By RICHARD PAMATATAU
More Maori geeks are needed as role models to encourage Maori into computer science, IT and telecoms, say education experts.
While Maori participation in tertiary education has almost doubled from 32,825 in 1999 to 62,574 in 2003, according to the Education Ministry, feedback from the major tertiary providers show that IT-related courses are still less popular than subjects such as law, commerce and medicine.
Dr Pat Riddle, senior lecturer in computer science at Auckland University, said the department was trying to increase the number of Maori students.
Riddle, who is responsible for equal opportunities in the department, said the situation was similar to when she arrived seven years ago as the second female lecturer.
Computer science in all its forms had been dominated by men but now there are about eight women in the department, she said. "You can't just go and recruit Maori from overseas in the way that I was brought on board from North America," said Riddle.
The lack of role models was important because students looked for reasons to study in a particular area.
"It can be isolating for students if they are a minority in a classroom," she said. "With the influx of Asian international students coming to the computer science faculty Pakeha New Zealanders are trending down in participation numbers even more so than Maori.
"If the Asian international figures are taken out then Maori participation is increasing more than European but it has to be better."

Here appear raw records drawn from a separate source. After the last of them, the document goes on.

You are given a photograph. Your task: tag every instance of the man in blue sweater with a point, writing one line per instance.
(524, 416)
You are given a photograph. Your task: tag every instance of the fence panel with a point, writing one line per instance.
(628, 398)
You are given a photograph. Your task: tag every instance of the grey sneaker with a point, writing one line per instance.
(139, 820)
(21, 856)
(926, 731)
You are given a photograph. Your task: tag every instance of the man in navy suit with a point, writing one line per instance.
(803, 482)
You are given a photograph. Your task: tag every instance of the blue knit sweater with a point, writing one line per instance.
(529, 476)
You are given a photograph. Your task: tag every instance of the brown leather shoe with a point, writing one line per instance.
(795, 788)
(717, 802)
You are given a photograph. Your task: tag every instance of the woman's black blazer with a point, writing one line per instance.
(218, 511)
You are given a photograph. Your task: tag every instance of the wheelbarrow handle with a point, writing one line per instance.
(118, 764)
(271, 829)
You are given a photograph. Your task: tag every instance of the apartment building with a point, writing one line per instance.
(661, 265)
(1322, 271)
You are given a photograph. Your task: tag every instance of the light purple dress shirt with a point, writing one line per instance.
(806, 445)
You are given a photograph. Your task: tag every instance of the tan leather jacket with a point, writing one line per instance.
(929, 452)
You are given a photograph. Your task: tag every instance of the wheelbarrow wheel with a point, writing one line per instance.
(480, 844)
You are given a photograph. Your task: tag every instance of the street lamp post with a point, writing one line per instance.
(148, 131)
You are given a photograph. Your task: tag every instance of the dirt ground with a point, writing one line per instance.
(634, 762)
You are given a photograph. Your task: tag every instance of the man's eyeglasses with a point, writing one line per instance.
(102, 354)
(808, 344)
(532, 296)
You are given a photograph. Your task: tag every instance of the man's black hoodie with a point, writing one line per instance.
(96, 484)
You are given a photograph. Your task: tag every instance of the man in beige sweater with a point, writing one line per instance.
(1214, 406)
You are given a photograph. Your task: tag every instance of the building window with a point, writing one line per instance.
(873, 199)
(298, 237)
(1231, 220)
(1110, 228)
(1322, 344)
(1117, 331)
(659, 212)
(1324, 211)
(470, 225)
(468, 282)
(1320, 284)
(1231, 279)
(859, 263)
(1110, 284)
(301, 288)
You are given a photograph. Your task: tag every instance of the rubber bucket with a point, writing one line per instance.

Riddle said cultural or whanau pressure on Maori students attending university had tended to push them into law or commerce where they felt they could make a difference for their community.
Mark Laws, head of computer and information science at the Whakatane university Te Whare Wananga o Awanuiarangi Maori, said his organisation's e-Pakeke or senior net courses were oversubscribed.
Maori were moving into computing, he said, but it was taking time.
"It's a pretty new subject in the scheme of things."
Alan Groves, managing director of AIA, a joint venture start-up with Craig Sopher, founder of Compudign, and lawyer Maui Solomon, said many of the best Maori brains were going into law and commerce because of the perception that they could make more impact there.
Groves said attitudes held by many primary and secondary educators that Maori were a non-mathematical or scientific race were responsible for the shortages in this area.
"Science and maths are not natural disciplines for anyone and need to be nurtured," he said.
"Te Whanau a Apanui is a prime example of an organisation that is training Maori with skills in Cisco networking," said Groves, "but hardly anyone knows about it."
The students emerging from it showed there was huge potential, he said.
Tony Clear, academic leader at the Auckland University of Technology School of Computer and Information Sciences, said Maori made up about 5 per cent of courses in his department.
It was hard to produce an accurate figure, he said, because people could choose to opt out of classifying themselves as Maori.
According to Clear, as many as 30 per cent of students did not declare their ethnicity.
From about 1000 students in a mix of full- and part-time courses, 5 per cent were Maori and the number was slowly increasing, he said.
Clear said it was too simplistic to criticise Maori participation when across the school of computing women were also not featured in huge numbers.
AUT was keen to enrol more Maori students, he said, and to a certain extent that would come over time.
"It's really important to recognise that a maths and science base from school makes it much easier for students wanting to pursue careers in this area."
Clear said that at a recent Wellington meeting an IT firm had said it was screaming out for Maori software developers.
Dr Peter Donelan, head of Victoria University's School of Mathematical and Computing Sciences, also wants to recruit more Maori students.
Victoria has introduced a programme to enrol students in this area.
Donelan said any group would make choices based on their cultural and social imperatives but hopefully more Maori would look at IT-related study as good for their development.
He said it was critical that tertiary educators removed barriers to study but also of importance was a need for better maths and science teaching at primary and secondary schools.